I wish that the C100 had more overexposure latitude, but at least it doesn't have less than the other "affordable" options out there.
*I realize that the Epic-X has HDR-X. However, I have yet to see an implementation of it that I personally like. Furthermore, it adds extra hassle and potential for BIG problems in post. See Reason 05 above.
Reason 07: Low Light Performance Is Important
Cameras these days can see more in the dark than our eyes can. The ability to work with and shape existing light on an exterior night location should not be overlooked, especially when working with a small crew. When a camera performs well in low light, it becomes more about removing light than adding it. And that directly translates into smaller setups, smaller power requirements, smaller everything. (Side note: I'm really interested in testing out and working with the F5 & F55 for this very reason).
This is where the C100 really shines over the Red One MX, Epic-X, and the Blackmagic Cinema Camera. Coming from the pedigree of the C300 sensor, the C100 allows for astonishing clean imagery at EI's (A.K.A. ISO's) of more than 3200.
Yeah, but the C100 is only 8 bit 4:2:0...
Yep, it sure is. One of the huge takeaways I had from participating in Zacuto's Revenge Of The Great Shootout is that today's 8-bit 4:2:0 is not the same as when it first came onto the market. Now it doesn't come close to 16 bit 4:4:4 imagery, but if it is shot correctly, it can be graded well, delivering beautiful results. And, as a craftsperson, I should be skilled at choosing AND using tools that are appropriate for every job.
Ninja 2. And if I find myself on a project that needs more than that- then I can rent a better tool for the job. This is the beauty of owning an affordable camera system. See Reason 02. :)
Yeah, but the C100 only shoots up to 30p at 1080...
Correct. :) That is why I think this camera should be priced at $4,500. After all, even cameras like the AF100 can shoot in variable frame rates up to 60 fps in 1080p. This is a major oversight by Canon. I think they are working too hard at protecting their higher end cameras. The sensor is capable of 60 fps at 1080p. Why cripple it, other than to make more money?

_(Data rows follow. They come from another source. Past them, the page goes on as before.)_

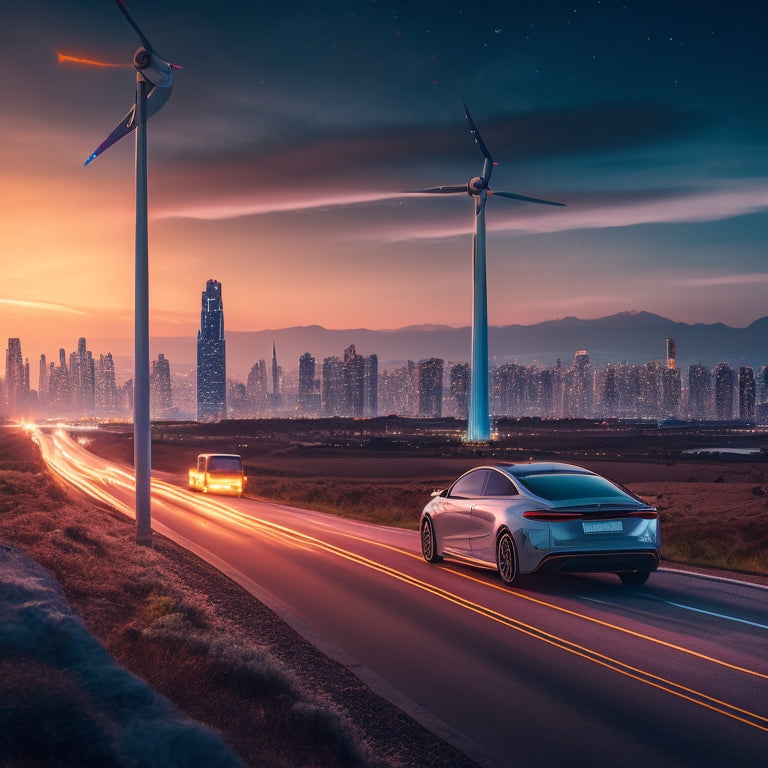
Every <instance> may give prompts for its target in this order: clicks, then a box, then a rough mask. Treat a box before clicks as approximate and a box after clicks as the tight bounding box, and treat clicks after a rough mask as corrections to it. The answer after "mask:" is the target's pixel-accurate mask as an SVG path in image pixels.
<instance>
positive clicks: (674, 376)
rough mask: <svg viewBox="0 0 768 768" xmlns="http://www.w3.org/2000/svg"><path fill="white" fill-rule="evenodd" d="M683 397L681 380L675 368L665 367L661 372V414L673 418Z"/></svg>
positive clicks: (682, 385)
mask: <svg viewBox="0 0 768 768" xmlns="http://www.w3.org/2000/svg"><path fill="white" fill-rule="evenodd" d="M682 397H683V382H682V380H681V378H680V371H679V370H678V369H677V368H674V369H672V368H665V369H664V370H663V371H662V372H661V414H660V415H661V416H663V417H664V418H665V419H674V418H677V416H678V415H679V413H680V403H681V402H682Z"/></svg>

This is when I have to realistically evaluate the work I do. While I would love to have 60 fps at 1080p, I don't shoot a lot of high-speed work. And when I do shoot high-speed work, it tends to be around 100-120 fps, which means I'm renting anyway. So while this is a downside for the camera, it isn't one that will impact me significantly.
The Bottom Line
Is the C100 the end all, be all camera? Not even close. I like it, and it will allow me to do what I need for the money I spent. If you haven't caught on by now, let me say it clearly- I'm not interested in being a fan boy who is entrenched in one camera system or platform. The end all, be all camera doesn't exist. There isn't one camera system that fits every situation. It is about knowing the camera and using it effectively. After all it is just a tool.
What are your thoughts? Am I completely crazy, or only partially? ;) Why did you choose to buy the camera you have? Or have you chosen to continue to rent?